I don't think it is quite ready for prime time yet - something that Wolfram|Alpha acknowledges in the about pages to some extent. After all it "only" has 10 trillion pieces of data and 50,000 algorithms & models to crunch across that data. So, trying to ask questions that feel like natural language didn't work for me. Once you start getting a hang of the input language (and it does feel that way), it still does provide some interesting information. And the results are presented in an attractive form that could be used within a larger report.
There are a bunch of handy examples to show you what it can do, and get you started down rat holes of doing calculations and discovering more information.
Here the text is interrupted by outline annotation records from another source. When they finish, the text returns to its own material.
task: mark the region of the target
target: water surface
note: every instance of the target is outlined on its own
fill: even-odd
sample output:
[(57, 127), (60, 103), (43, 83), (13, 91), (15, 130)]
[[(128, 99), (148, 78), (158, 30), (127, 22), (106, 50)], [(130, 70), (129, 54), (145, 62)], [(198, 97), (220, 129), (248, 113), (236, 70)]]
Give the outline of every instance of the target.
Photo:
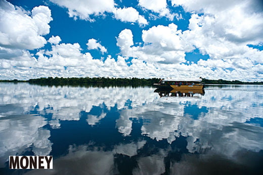
[[(0, 83), (0, 173), (263, 174), (262, 90)], [(10, 170), (15, 155), (52, 155), (53, 169)]]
Some examples of a few interesting tidbits and many more "I wish it could's":
- The classic ego query does some fun things. Enter a (recognizable) first name, and it tells you the prevalence of that name on US birth certificates and combines that with US mortality data and predicts the number of people alive today with that name and an age distribution.
- On the down side, it doesn't handle name variants or less common names (like my wife's) very well. Nor can it seem to handle the reverse question, like "most popular male given name" which uses language generated by the report for given names. (I discovered that James is currently 15th, and expected to be the 2nd most prevalent name among all living US men.)
- In cases where there is a lot of underlying data, W|A often gives the option to see more detail, either behind the calculation or more members of a long list.
- If there are multiple interpretations of an input known to Wolfram|Alpha, it will pick the most likely and tell you Assuming "walnut" is a species specification with the other interpretations as links to click. (I like the data that comes back for walnut as a food.)
- It provides definitions of words, either directly or as alternate interpretations. Along with the basic definition, it also provides frequency of use (in each form of speech); thesaurus entries for narrower and broader terms and synonyms; even a synonym network. Sadly, I cannot click the synonym network to explore it, as we can with the Visual Thesaurus.)
- You can get a collation of data about your home town, but it doesn't seem to be much different than what's on Wikipedia, other than maybe the current weather.
- The world has about 0.95% French speakers.
- Once you find a useful query, Wolfram|Alpha makes it easy to do comparisons, usually with a comma separator, such as a comparison of US usage of the given male names Michael, James, John. (Sometimes W|A will interpret a space as a list separator, depending on the terms in your query.)
- And if you can get a number from a query, you can do computations with it, such as the weight ratio of black and brown bears (accounting for ranges even).
- If you can find a data set that has multiple dimensions, then you can start doing fun things, like getting GNP / population and comparing for various countries: US vs Tuvalu (countries with the highest and lowest GNP).
- As I say earlier, it's frustrating that I cannot reverse the queries. Many results provide highest/lowest rankings of numeric information. Rather than just list GNP, I'd like to ask for "country with highest GNP" or "countries with GNP > $1 trillion" but I can't quite seem to reverse the calculations or get the input language down. Something like "top ten GNP" could be useful. Ah, it all depends on the dataset: highest population gives you the "highest countries by population," but it can't tell me "highest countries by GNP."
- On Friday, I will be 4960π.
- I'd love to be able to specify a list and an operation and have W|A run the operation on every member of the list. "mortality" gives you raw numbers and country ranking. But what if you want deaths per population and a ranking of that? mortality / population gives you the global view with no country ranking. You can get the ratio one country at a time, such as for the USA or Switzerland. I was looking for this calculation on all countries.